COPACABANA
de Alice Sant’Anna
quando chegou em casa
o gato não estava na porta
como de costume o gato pensa
que é um cachorro
traz um elástico de cabelo
na boca para ser arremessado
e depois busca e devolve o elástico
de boca aberta, arfando
a noite é um cupido perigoso
é o que você pensa enquanto esconde
as unhas que esqueceu de cortar
olha para a piscina do hotel
onde vocês fingem que estão hospedados
no duzentos e um
só pela graça de tomar um táxi
rumo a um hotel na própria cidade
como naquele livro que fala
sobre ir a um restaurante com a namorada
e memorizar todos os gestos
para depois de meia hora voltar
e sentar na mesma mesa e pedir
o mesmo prato e reclamar igualzinho
que o ar condicionado
está muito gelado
por fim pagar a conta com a mesma nota
para deixar maluco o garçom
que não entende se aquilo é um déjà vu
se não está precisando descansar
se tem trabalhado demais
pergunta porque nesse hotel
as pessoas não se vestem
como nos anos cinquenta
se seria feliz morando aqui
com pouca coisa para carregar
além da roupa do corpo
ela insiste que não consegue
ver as mãos nos sonhos
antes de dormir você olha fixo para os dedos
para esse quarto que ainda precisa
de alguma parafernália para não ser
um duzentos e um qualquer
as coisas não podem
ser nem leves demais
nem pesadas demais
as coisas têm que ter um peso
muito específico
de manhã o gato olha pela porta
não lembra se as mãos apareceram
no sonho
dessa vez
Alice Sant?Anna (1988) nasceu no Rio de Janeiro.

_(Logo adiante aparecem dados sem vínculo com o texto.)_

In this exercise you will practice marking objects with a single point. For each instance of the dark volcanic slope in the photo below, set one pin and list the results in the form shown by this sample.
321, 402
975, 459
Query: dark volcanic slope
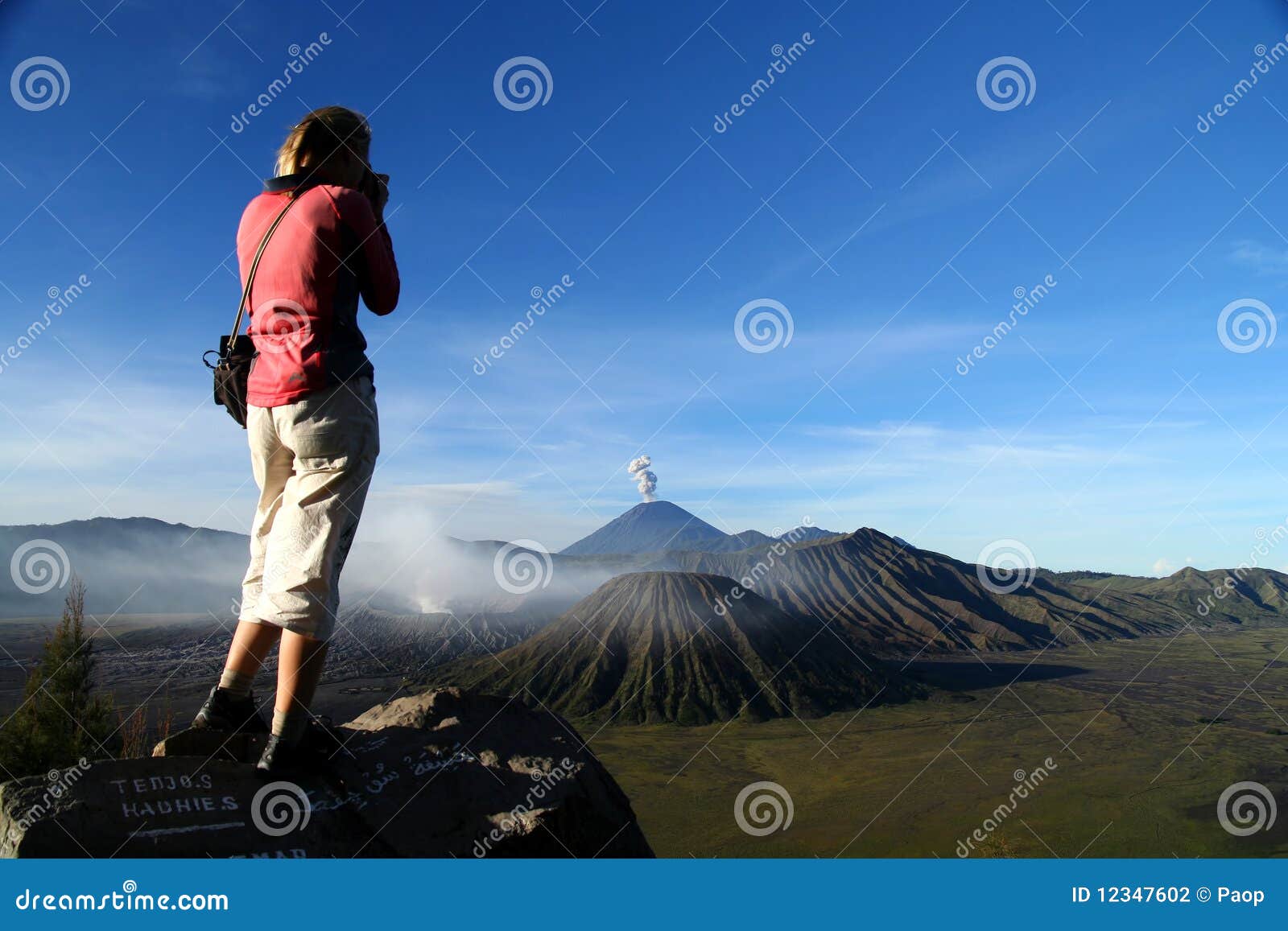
898, 599
650, 647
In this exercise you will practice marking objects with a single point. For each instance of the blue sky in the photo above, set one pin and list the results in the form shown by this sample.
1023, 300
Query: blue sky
869, 191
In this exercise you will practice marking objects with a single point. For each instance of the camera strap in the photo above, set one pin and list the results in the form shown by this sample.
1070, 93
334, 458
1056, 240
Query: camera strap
254, 266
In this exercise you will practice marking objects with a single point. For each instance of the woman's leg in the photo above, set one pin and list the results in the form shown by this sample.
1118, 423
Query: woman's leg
299, 669
335, 442
250, 647
229, 706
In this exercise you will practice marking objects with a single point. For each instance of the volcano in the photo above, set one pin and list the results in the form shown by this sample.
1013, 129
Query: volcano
684, 648
650, 527
661, 527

Publicou “Dobradura” (7Letras, 2008), “Rabo de baleia” (Cosac Naify, 2013, prêmio APCA) e “Pé do ouvido” (Companhia das Letras, 2016). Lançou também, de maneira independente, “Pingue-pongue” (2012), em parceira com Armando Freitas Filho, e “Ilha da decepção” (2014), com fotografias de Alexandre Sant?Anna.